Agaknya dia merasa menyesal dengan keadaannya sendiri. Dia mencoba menggerakkan tubuhnya untuk bangun, tapi rasa sakit segera menyerangnya, sehingga mulutnya mengeluarkan suara erangan.

Si bocah cerdik sekali, dia mengerti apa keinginan orang itu. Dia segera membantunya agar dapat duduk tegak.

“Ambil golok!” kata orang itu. “Berikan padaku!”

Anak itu menuruti permintaannya. Ia mengambil golok dan menyodorkannya ke hadapan orang itu. Orang itu menggunakan goloknya sebagai tongkat dan turun dari pembaringan perlahan-lahan. Bocah itu masih membimbing tangannya. Untuk sesaat, tubuhnya masih terhuyung-huyung.

“Aku akan keluar sekarang,” kata orang itu. “Tak perlu kau bimbing aku terus. Kalau rombongan penjahat itu datang kembali dan melihat kita bersama. Kau bisa celaka, kau akan mereka bunuh!”

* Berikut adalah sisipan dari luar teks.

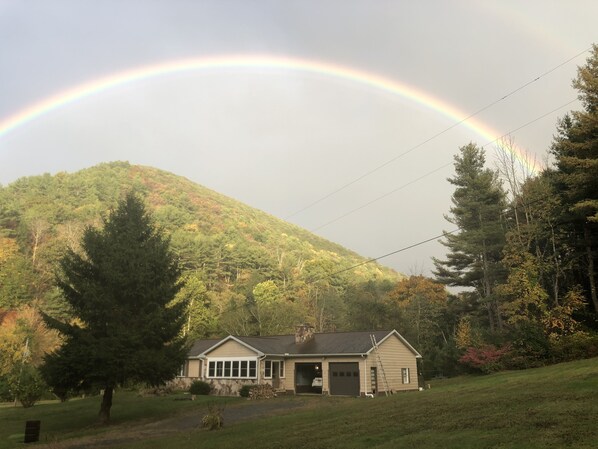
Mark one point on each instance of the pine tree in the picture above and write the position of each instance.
(476, 250)
(575, 149)
(121, 289)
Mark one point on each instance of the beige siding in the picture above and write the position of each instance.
(231, 348)
(395, 356)
(194, 368)
(289, 380)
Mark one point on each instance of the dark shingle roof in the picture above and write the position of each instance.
(327, 343)
(200, 346)
(321, 344)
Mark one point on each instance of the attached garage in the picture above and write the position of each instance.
(344, 378)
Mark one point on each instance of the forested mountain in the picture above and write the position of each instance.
(246, 272)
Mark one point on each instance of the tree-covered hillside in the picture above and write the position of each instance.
(246, 272)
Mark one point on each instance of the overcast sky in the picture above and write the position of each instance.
(280, 139)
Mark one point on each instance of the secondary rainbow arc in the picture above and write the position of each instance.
(369, 79)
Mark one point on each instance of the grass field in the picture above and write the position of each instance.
(552, 407)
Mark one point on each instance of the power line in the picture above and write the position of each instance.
(388, 162)
(363, 206)
(383, 256)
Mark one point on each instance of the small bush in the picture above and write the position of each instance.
(244, 391)
(213, 420)
(30, 387)
(200, 387)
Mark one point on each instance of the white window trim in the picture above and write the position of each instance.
(231, 359)
(405, 374)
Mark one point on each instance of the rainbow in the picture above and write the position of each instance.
(368, 79)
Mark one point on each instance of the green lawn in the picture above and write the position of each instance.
(553, 407)
(78, 417)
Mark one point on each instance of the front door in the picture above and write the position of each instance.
(374, 380)
(344, 378)
(275, 375)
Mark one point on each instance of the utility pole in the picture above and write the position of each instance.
(25, 356)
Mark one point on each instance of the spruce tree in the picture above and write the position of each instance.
(575, 149)
(120, 288)
(475, 251)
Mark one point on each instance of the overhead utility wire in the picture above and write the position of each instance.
(379, 167)
(445, 233)
(383, 256)
(334, 220)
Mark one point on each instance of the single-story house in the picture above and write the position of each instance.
(340, 363)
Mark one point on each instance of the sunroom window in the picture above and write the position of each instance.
(232, 368)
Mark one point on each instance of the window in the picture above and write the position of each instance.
(405, 373)
(232, 368)
(270, 367)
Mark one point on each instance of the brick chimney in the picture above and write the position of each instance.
(303, 333)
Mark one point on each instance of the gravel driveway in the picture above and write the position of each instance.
(181, 423)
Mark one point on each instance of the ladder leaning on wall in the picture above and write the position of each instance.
(379, 364)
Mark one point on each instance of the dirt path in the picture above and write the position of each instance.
(186, 422)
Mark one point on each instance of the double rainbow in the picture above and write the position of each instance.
(368, 79)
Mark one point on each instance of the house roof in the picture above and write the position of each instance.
(201, 346)
(337, 343)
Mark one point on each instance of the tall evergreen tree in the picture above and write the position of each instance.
(575, 149)
(120, 288)
(475, 250)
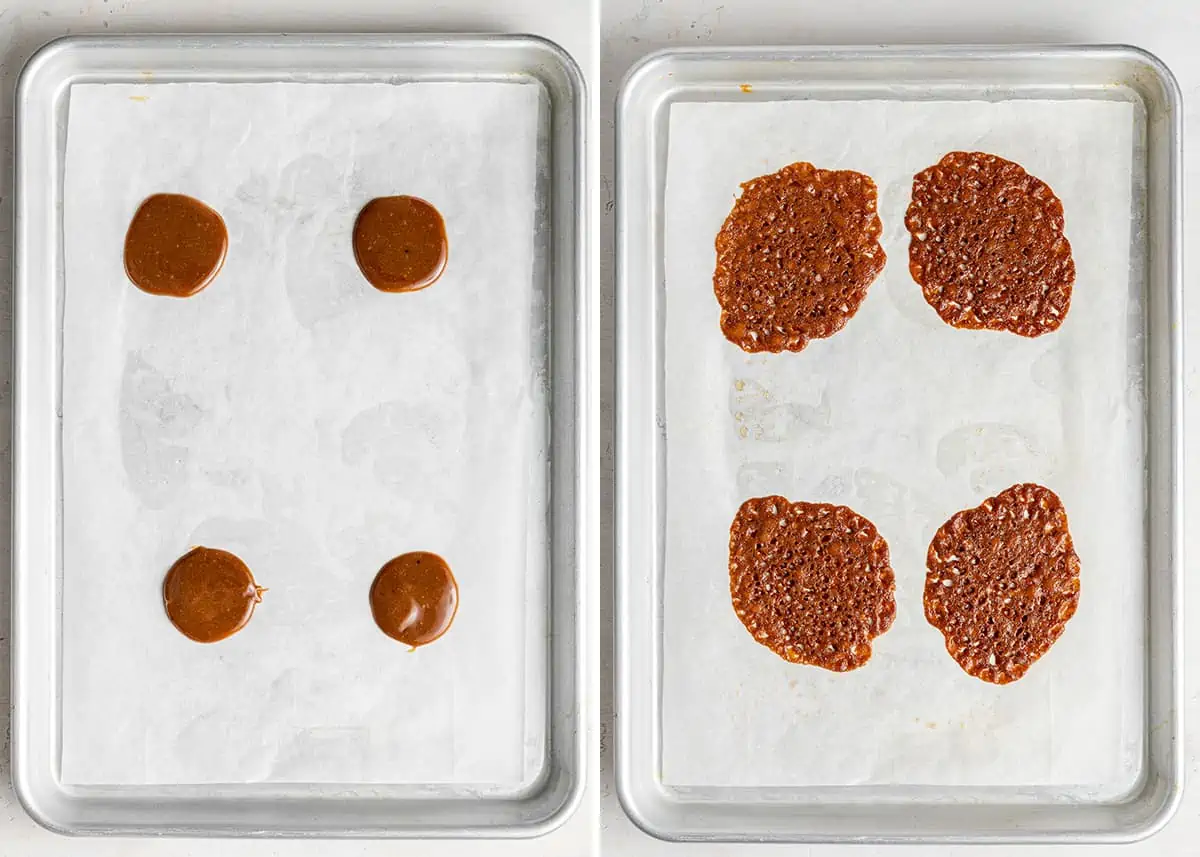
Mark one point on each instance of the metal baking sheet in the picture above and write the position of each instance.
(271, 801)
(795, 756)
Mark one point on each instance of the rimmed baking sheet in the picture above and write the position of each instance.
(291, 413)
(906, 420)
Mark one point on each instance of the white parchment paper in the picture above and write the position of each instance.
(906, 420)
(310, 424)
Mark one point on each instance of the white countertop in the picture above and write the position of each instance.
(634, 28)
(24, 27)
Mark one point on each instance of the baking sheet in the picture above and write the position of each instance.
(906, 420)
(310, 424)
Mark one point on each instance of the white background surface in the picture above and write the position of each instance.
(634, 28)
(808, 426)
(25, 25)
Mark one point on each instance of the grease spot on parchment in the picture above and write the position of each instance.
(154, 419)
(1048, 371)
(761, 414)
(760, 478)
(891, 497)
(405, 445)
(321, 277)
(991, 456)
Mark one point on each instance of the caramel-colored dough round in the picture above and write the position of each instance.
(414, 598)
(210, 594)
(796, 256)
(988, 246)
(174, 246)
(810, 581)
(1002, 582)
(400, 244)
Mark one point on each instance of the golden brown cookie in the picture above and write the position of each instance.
(400, 244)
(1002, 582)
(796, 256)
(988, 246)
(810, 581)
(414, 598)
(210, 594)
(174, 246)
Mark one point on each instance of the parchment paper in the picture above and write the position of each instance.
(310, 424)
(906, 420)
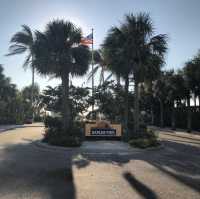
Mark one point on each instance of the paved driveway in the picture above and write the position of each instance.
(29, 171)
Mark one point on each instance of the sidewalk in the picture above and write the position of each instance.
(4, 128)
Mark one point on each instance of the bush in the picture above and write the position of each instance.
(54, 133)
(148, 139)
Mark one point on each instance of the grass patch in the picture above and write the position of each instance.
(145, 140)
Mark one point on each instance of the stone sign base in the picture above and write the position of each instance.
(103, 128)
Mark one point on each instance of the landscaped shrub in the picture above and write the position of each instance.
(54, 133)
(145, 140)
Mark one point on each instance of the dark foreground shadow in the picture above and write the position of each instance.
(179, 161)
(142, 189)
(29, 172)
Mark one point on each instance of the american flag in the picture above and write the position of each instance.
(87, 40)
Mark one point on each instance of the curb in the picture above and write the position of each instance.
(133, 150)
(10, 128)
(55, 148)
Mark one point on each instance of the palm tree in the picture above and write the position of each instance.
(142, 49)
(100, 62)
(58, 52)
(22, 42)
(117, 63)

“Maknya! Aku tidak takut! Kalau mereka mau membunuh aku, silahkan! Kita adalah sepasang sahabat yang harus menjunjung kegagahan, pokoknya bagaimana pun aku harus membantu kau!”

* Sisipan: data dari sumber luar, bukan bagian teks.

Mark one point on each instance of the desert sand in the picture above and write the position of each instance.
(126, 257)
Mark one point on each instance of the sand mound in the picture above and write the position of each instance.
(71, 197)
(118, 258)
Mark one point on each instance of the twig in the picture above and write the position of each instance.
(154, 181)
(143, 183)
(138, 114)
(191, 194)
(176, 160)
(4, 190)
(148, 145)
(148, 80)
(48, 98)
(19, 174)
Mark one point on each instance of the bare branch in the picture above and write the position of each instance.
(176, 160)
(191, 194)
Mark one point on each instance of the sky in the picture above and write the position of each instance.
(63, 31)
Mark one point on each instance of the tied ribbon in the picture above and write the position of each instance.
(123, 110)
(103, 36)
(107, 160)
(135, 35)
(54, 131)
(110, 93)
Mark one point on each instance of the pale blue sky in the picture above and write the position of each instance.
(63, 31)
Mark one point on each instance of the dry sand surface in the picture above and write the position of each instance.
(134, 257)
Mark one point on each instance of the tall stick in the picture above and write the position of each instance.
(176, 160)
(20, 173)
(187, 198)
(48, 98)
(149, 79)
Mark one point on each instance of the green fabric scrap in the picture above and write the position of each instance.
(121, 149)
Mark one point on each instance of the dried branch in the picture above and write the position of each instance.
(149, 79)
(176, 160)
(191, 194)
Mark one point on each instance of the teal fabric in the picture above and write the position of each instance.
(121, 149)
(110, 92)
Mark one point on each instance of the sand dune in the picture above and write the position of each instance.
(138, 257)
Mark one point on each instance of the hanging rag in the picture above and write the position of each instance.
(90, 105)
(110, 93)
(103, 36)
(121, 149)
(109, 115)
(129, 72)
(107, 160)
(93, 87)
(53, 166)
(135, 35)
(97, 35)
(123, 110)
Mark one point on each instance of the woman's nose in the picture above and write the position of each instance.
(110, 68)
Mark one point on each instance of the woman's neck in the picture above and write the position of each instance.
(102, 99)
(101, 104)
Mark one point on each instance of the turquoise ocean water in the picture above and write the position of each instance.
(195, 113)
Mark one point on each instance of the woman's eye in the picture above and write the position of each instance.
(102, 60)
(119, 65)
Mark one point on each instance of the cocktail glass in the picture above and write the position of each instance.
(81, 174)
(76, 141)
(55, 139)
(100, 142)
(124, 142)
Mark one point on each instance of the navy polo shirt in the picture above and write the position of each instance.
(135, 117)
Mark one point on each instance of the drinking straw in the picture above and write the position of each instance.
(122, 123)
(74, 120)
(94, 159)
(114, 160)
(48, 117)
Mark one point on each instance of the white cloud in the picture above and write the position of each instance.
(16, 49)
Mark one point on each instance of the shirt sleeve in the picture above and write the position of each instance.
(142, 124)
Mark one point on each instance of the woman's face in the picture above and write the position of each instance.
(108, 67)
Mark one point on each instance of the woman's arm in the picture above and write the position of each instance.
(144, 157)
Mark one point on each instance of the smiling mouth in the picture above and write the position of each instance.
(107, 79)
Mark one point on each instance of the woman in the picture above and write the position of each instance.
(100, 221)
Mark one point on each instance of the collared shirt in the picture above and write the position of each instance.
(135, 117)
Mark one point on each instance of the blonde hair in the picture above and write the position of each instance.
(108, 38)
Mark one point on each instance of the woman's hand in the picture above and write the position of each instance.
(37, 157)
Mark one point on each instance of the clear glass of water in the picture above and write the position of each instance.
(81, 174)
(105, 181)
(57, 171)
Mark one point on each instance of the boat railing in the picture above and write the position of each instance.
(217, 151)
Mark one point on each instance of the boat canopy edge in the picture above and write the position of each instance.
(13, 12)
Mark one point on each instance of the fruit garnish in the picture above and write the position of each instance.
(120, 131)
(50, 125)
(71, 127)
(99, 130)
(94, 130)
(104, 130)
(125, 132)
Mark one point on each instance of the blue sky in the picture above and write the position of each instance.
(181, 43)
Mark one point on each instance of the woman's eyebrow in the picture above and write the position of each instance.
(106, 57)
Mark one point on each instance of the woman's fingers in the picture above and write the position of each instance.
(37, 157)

Orang itu tertawa terbahak-bahak. Karena tubuhnya masih lemah, dia sampai terbatuk-batuk.

“Kau membicarakan soal kegagahan?”

“Kenapa tidak boleh. Sahabat sejati harus senang dirasakan bersama, menderita dicicipi bersama pula!”

Di kota Yang Ciu banyak tukang cerita yang menceritakan berbagai kisah tentang Sam Kok, Sui Hu Coan, dsbnya. Bocah itu memang keranjingan cerita-cerita itu, karenanya dia dapat mengucapkan kata-kata senang dan menderita dicicipi bersama.

“Kata-kata yang bagus! Aku berkelana di dunia bulim ini sudah dua puluh tahun lebih, kata-katamu tadi aku juga sudah mendengarnya ribuan kali. Teman yang mau diajak bersenang-senang di mana-mana pun ada, tapi yang mau diajak menderita bersama, sampai sekarang baru beberapa gelintir yang kutemukan. Mari kita berangkat!”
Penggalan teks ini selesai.